A rope pump is a type of pump that uses a loose-hanging rope, which is lowered into a well and drawn up through a long pipe, with its bottom end submerged in water. Round disks or knots, matching the diameter of the pipe, are attached to the rope, allowing water to be pulled to the surface. The rope pump is commonly used in developing countries for both community water supply and self-supply. It can be installed on boreholes or hand-dug wells, providing an affordable and efficient water-lifting solution.

==Description==

Rope pump schematic

A rope pump is a type of pump of which the main or most visible component is a continuous piece of rope, in which the rope is integral in raising water from a well. Rope pumps are often used in developing areas, the most common design of which uses PVC pipe and a rope with flexible or rigid valves. Rope pumps are cheap to build and easy to maintain. One design of rope pump using a solar-powered rope pump can pump 3,000 litres to 15 meters per day using an 80 watt solar panel. Rope pumps can be powered by low speed gasoline/diesel engines, electricity, human energy, wind and solar energy.

==History==
Washer or chain pumps were used by the Chinese over 1000 years ago. In the 1980s Reinder van Tijen an inventor and grass roots activist, with the support of the Royal Tropical Institute of Amsterdam, created and began instructing various communities around the world how to make a rope pump from simple available parts using PVC pipes and plastic moldings. He began at Burkina Faso in Africa, continued to Tunisia, Thailand and Gambia among others. In Nicaragua, the technology was introduced around 1985 and by 2010 there were an estimated 70,000 pumps installed. An estimated 20,000 were installed on wells for rural communal water supply and over 25% of the rural water supply was with rope pumps. The other 50,000 pumps were installed on private wells of rural families and farmers, partly or completely paid for by families themselves, (so called Self-supply). Many rope pumps are now being replaced by electric pumps so families climb "the water ladder". It is also used in other parts of Central America with over 25,000 pumps installed to date. In Africa the improved model of the rope pump was introduced around 1995 but in many countries failed due to the use of outdated designs and lack of long term follow up on quality in production and installation. By the 2020 an estimated 5 million people in 20 countries worldwide were using rope pumps for domestic uses and small scale irrigation.

== Construction ==
The original rope pumps used knots along the rope length but can be made with flexible or rigid valves on the rope instead of knots. Alternatively they may use only rope, simply relying on the water clinging to the rope as it is quickly pulled to the surface.

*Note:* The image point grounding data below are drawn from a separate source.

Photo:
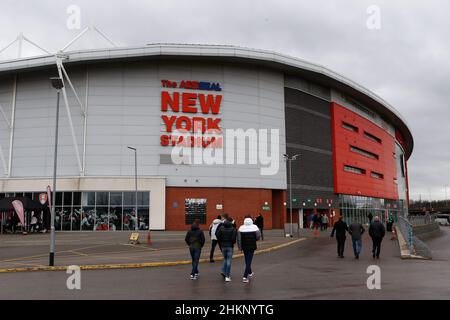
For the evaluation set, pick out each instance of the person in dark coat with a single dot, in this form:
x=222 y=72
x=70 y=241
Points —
x=226 y=236
x=195 y=239
x=356 y=230
x=340 y=228
x=212 y=233
x=259 y=222
x=247 y=236
x=370 y=216
x=376 y=232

=== Flexible valve rope pumps ===
Flexible valves can be made from cut pieces of bicycle wheel tubing. The valves are positioned approximately 20 cm apart on the rope. One disadvantage of flexible valve rope pumps is that they must be appropriately sized and thickness for different types, sizes and length of pipes.

=== Rigid valve rope pump ===
Rigid valves using plastic or metal washers that fit tightly into the PVC pipe as the rope is dragged through are also used. If the fit is tight, the washers can be spaced up to half a meter apart. The deeper the well, the smaller the pipe inner diameter must be, given the available power constraints. These rope pumps are often worked with a hand crank

Valves can also be made from knots in the rope itself.

=== Valveless rope pumps ===
Valveless pumps rely on friction with water clinging to the rope, which is moved at high speed, often using a bicycle to produce the required speed. It is a less efficient design but is simpler to construct than the other rope pumps.

== Intellectual property ==
Rope pump technology is in the public domain and there are no patents pending on it.